Le producteur, ancien guitariste pour Saturday Night Live devenu une machine à produire des tubes, s'est empressé de démentir formellement les accusations de Kesha, l'accusant à son tour de mensonges et de diffamation.

En attendant que la cause soit entendue, Kesha avait demandé une injonction pour rompre son contrat avec Sony, qui l'oblige à produire six albums supplémentaire avec Dr. Luke. On peut aisément comprendre pourquoi. Comment en effet peut-elle retravailler avec celui qu'elle a dénoncé et accusé de crimes aussi sérieux ou même le cotôyer? C'est impensable! Et pourtant, le juge a refusé de lui donner raison, invoquant des causes contractuelles inviolables. Inviolables en effet!

Comme le faisait remarquer l'avocat de la chanteuse, «Kesha fait face à une décision abyssale: soit elle travaille avec son présumé agresseur, soit elle attend passivement que sa carrière périclite».

Tout n'est pas perdu pour autant. Kesha a reçu des milliers de messages d'appui de ses fans qui ont même lancé une pétition et le mouvement Free Kesha (Libérez Kesha) qui gagne en ampleur chaque jour.

Des chanteuses aussi connues et populaires que Lady Gaga, Ariana Grande et Lorde l'ont appuyée publiquement sur les réseaux sociaux. Taylor Swift lui a fait parvenir un chèque de 250 000 $. Plus important encore, la chanteuse Kelly Clarkson - qui a elle-même travaillé avec Dr. Luke - a laissé entendre, juste assez subtilement pour qu'on saisisse le message, qu'elle ne portait pas l'homme dans son coeur elle non plus.

Ce qui est particulièrement intéressant avec cette cause, c'est qu'elle est emblématique et symptomatique d'un milieu - celui de la musique pop américaine - qui, tout en brassant des millions, carbure au sexisme, à l'abus de pouvoir, à la domination des plus faibles par les plus forts.

Les jeunes femmes qui aspirent à une carrière dans ce milieu sont évidemment les plus vulnérables aux attaques des prédateurs. Mais tout récemment, le film Love and Mercy, adaptation de l'autobiographie de Brian Wilson des Beach Boys, racontait le même genre d'histoire d'horreur entre le musicien et son psy.

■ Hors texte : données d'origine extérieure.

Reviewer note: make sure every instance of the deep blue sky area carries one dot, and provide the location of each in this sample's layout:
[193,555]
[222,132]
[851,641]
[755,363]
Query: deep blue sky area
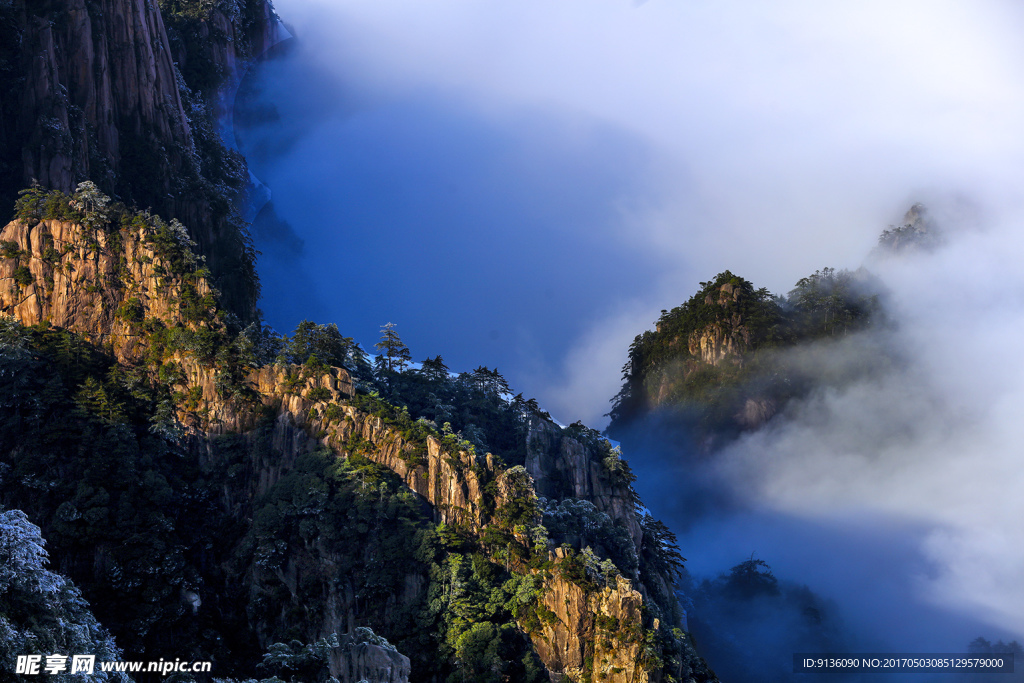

À la suite d'une importante dépression qui a mené à son internement, Brian Wilson est pour ainsi dire devenu la marionnette de son psy Eugene Landy. Celui-ci a bourré Wilson de médicaments, l'a isolé de sa famille et a lentement pris le contrôle de sa vie et de sa musique, devenant son agent, garde du corps, producteur et même co-compositeur, un joug dont le musicien a mis des années à se défaire. Le psy a finalement perdu sa licence de psychiatre pour violations éthiques. Comme quoi les chanteuses ne sont pas les seules victimes de ce milieu toxique, même si elles sont sans doute les plus nombreuses et les plus silencieuses.

Il est d'ailleurs rare qu'une chanteuse pop de la notoriété de Kesha porte des accusations d'agression sexuelle et de harcèlement moral contre un directeur, un agent ou un producteur. Kesha a dû faire preuve d'une bonne dose de courage pour s'en prendre à la fois à une super puissance comme Sony et à celui qui avait droit de vie ou de mort sur sa carrière. Vendredi dernier, elle a malheureusement perdu la première ronde, mais la bataille ne fait que commencer. Et aux yeux de l'opinion publique, c'est clair que Kesha a déjà gagné.